İNCELEME ve GEREKÇE:
Dava,—– tarihinde davacının sevk ve idaresinde olan —– aracının, davalı tarafa ait olduğu iddia edilen kuma saplanarak gerçekleşen trafik kazasına istinaden istenilen hasar bedeli ve kazanç kaybına ilişkindir.
Davanın başlangıçta açıldığı——– kesinleşen görevsizlik kararı ile dosyayı mahkememize göndermiştir.
HMK.nun 115/1.maddesi uyarınca dava şartlarının bulunup bulunmadığı davanın her aşamasında resen araştırılır.
HMK.nun 114/1-c maddesi uyarınca mahkemenin görevli olması dava şartı olarak düzenlenmiştir. ——- tarihli 6335 sayılı Yasanın 2.maddesiyle değiştirilen TTK.5.maddesinin 3.fıkrası uyarınca, ticaret mahkemesi ile asliye hukuk mahkemesi ve diğer mahkemeler arasındaki ilişki görev ilişkisi olup, bu durumda göreve ilişkin usul hükümleri uygulanır.

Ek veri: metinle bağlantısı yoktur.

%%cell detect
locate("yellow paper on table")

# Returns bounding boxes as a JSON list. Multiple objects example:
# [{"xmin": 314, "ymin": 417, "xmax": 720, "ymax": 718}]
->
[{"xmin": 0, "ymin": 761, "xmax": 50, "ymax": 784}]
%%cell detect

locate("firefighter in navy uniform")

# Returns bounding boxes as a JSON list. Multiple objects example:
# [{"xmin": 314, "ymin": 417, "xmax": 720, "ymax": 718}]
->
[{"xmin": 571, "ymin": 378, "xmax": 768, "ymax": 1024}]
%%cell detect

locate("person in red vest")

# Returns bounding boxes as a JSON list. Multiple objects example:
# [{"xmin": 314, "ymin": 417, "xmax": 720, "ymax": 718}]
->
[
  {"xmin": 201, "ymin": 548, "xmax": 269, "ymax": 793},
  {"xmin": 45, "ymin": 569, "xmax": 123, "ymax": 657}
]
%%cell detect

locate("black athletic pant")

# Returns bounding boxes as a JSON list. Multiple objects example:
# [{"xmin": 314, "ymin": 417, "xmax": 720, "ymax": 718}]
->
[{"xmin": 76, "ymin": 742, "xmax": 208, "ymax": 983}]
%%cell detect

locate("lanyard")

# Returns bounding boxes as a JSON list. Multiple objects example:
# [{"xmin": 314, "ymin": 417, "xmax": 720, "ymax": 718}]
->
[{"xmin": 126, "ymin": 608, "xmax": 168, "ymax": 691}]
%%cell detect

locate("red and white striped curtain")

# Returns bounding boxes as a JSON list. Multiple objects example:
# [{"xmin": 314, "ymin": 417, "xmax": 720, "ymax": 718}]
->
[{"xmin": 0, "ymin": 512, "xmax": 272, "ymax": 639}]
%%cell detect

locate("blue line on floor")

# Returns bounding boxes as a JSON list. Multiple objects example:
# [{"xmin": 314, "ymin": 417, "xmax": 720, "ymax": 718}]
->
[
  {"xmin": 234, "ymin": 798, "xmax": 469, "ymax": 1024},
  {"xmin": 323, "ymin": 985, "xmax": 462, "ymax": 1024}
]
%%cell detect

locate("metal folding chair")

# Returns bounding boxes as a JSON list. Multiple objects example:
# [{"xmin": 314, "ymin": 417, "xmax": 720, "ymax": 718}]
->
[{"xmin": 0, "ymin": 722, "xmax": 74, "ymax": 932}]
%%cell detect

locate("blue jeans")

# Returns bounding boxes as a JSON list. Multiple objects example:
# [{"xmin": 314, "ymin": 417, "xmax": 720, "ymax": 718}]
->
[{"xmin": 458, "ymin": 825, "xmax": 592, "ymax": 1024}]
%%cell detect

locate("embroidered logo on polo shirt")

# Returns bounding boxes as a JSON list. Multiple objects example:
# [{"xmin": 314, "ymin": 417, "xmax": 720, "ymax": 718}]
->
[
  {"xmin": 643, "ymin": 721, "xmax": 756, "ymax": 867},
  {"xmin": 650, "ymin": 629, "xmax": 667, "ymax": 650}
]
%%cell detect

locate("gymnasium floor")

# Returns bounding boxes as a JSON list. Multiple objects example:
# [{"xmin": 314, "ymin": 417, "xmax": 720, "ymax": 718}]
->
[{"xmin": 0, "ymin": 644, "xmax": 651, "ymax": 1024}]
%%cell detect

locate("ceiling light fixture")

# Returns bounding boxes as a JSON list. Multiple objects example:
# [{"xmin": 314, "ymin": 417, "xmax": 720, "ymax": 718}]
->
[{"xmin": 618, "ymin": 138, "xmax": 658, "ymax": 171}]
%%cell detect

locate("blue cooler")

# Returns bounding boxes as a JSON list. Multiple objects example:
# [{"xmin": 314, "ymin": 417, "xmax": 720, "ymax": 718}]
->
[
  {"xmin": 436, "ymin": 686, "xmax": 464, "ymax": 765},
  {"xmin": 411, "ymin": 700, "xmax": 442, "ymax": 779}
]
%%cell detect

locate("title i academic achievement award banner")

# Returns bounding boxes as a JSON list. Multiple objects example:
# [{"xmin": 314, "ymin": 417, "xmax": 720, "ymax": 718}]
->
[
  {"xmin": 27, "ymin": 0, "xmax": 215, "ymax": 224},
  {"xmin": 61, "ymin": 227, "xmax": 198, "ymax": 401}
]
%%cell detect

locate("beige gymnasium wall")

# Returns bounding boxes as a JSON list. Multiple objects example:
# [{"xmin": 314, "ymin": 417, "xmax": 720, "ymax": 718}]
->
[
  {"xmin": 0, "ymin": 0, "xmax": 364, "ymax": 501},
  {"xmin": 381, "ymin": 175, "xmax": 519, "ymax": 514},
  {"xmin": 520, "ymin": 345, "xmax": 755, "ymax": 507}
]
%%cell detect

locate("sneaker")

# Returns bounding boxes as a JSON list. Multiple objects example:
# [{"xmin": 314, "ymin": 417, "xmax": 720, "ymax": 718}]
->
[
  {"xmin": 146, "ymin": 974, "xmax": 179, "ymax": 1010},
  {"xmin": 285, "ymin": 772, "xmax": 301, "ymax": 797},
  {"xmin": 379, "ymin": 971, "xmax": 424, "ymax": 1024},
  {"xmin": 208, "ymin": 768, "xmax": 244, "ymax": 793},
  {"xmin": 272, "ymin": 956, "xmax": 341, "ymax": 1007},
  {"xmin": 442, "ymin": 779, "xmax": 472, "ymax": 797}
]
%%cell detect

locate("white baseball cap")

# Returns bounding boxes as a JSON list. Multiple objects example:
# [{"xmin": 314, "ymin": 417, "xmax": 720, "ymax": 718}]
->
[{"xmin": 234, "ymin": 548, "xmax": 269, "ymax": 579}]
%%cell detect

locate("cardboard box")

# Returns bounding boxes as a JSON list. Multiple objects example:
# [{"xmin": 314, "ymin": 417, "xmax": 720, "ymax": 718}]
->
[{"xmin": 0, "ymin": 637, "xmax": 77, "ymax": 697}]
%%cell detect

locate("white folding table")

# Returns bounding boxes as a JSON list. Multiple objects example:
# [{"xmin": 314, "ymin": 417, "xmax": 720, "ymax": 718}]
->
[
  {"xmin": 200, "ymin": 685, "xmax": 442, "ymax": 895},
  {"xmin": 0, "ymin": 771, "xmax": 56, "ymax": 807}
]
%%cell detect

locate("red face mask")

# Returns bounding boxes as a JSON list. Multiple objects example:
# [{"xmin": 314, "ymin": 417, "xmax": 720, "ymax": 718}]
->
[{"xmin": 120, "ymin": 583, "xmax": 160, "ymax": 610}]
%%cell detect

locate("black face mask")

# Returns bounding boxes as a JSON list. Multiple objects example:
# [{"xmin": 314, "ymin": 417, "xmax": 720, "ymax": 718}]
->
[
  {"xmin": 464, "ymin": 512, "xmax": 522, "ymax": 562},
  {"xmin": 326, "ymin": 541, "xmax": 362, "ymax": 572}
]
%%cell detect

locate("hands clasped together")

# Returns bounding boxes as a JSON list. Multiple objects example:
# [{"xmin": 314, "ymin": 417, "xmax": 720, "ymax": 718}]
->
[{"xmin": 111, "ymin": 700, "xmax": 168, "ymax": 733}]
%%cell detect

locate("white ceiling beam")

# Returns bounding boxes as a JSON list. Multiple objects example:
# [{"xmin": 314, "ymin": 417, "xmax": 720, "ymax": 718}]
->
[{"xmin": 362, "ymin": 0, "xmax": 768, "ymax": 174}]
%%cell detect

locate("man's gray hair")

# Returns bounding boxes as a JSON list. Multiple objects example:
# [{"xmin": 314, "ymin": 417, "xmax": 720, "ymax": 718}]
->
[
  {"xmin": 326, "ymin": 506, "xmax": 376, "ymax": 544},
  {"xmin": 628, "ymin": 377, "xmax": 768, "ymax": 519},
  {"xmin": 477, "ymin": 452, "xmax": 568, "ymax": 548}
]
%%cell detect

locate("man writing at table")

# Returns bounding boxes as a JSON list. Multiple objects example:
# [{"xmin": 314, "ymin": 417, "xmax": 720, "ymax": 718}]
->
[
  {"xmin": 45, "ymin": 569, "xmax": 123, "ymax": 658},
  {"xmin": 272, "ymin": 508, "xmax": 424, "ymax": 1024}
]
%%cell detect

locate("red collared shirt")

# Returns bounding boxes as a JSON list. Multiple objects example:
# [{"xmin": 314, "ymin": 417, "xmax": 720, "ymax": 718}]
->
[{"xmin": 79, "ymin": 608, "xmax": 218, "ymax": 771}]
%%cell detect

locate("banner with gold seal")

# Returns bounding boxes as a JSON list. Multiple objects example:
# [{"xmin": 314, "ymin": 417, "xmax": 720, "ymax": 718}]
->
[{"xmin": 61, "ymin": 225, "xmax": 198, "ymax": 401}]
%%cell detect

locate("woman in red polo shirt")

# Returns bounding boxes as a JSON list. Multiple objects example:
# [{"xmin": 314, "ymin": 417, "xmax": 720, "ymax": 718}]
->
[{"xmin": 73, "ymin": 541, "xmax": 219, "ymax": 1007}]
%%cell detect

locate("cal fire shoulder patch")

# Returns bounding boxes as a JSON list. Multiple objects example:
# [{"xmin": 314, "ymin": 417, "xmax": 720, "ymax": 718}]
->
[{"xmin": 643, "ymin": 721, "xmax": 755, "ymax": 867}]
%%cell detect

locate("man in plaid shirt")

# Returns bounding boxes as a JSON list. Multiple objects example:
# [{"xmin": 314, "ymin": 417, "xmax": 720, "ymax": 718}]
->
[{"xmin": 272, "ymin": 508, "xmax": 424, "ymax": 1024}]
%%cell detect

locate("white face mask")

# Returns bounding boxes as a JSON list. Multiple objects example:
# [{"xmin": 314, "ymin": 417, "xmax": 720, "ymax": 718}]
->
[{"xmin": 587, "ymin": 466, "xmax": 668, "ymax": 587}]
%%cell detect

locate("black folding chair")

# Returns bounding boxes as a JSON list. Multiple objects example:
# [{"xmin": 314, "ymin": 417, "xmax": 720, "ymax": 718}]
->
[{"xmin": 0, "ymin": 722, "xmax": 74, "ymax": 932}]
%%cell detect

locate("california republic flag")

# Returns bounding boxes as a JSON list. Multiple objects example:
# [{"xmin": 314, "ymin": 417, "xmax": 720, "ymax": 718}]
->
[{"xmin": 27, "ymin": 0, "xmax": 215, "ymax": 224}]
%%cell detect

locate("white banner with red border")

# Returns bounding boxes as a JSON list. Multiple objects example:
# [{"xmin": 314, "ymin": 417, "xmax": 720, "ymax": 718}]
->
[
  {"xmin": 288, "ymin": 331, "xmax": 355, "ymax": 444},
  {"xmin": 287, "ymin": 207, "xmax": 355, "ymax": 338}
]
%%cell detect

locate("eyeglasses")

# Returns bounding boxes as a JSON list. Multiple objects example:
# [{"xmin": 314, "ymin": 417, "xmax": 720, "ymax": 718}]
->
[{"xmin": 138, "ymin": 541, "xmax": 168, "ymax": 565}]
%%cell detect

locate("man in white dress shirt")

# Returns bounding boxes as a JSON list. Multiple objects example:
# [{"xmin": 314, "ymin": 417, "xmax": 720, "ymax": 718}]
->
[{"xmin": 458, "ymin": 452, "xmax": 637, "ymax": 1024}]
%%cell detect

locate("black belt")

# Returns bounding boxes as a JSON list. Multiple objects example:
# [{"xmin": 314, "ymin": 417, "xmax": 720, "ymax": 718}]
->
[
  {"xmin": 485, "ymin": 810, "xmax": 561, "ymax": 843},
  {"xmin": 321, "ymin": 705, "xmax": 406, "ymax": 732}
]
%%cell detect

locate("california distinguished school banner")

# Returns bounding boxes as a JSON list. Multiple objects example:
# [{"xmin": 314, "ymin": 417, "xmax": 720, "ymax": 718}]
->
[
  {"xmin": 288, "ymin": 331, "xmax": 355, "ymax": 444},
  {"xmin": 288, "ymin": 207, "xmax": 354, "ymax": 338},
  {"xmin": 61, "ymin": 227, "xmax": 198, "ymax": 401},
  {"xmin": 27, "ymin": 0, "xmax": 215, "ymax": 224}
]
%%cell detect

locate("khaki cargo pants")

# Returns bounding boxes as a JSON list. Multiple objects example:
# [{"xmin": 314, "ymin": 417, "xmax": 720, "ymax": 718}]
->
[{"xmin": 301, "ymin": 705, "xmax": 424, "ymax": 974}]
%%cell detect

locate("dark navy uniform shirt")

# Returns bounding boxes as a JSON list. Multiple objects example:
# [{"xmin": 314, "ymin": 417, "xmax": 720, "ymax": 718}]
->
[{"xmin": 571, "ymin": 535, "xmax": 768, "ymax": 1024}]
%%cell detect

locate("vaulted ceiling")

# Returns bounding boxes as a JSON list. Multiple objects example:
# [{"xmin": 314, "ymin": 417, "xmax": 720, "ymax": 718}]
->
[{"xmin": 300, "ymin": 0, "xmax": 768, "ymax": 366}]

Ticari davalar TTK.4.maddesinde sayılmıştır. Buna göre her iki tarafın ticari işletmesiyle ilgili olması halinde davanın konusuna bakılmaksızın dava nispi ticari dava olarak mahkememizin görevi alanında olacaktır. Uyuşmazlığın Türk Ticaret Kanununda düzenlenen bir hususa ilişkin olması veya davanın ticaret mahkemesinde görüleceğine dair açık bir yasal düzenlemenin bulunması halinde ise mutlak ticari dava söz konusu olup mahkememizin görev alanı içinde kalacaktır. Somut olayda uyuşmazlık haksız fiilden kaynaklanmakta olup, dava her iki tarafın ticari işletmesiyle ilgili olmadığından 6102 sayılı TTK.nun 4 ve 5.maddelerinde öngörülen ticari davalardan olmadığı açıktır.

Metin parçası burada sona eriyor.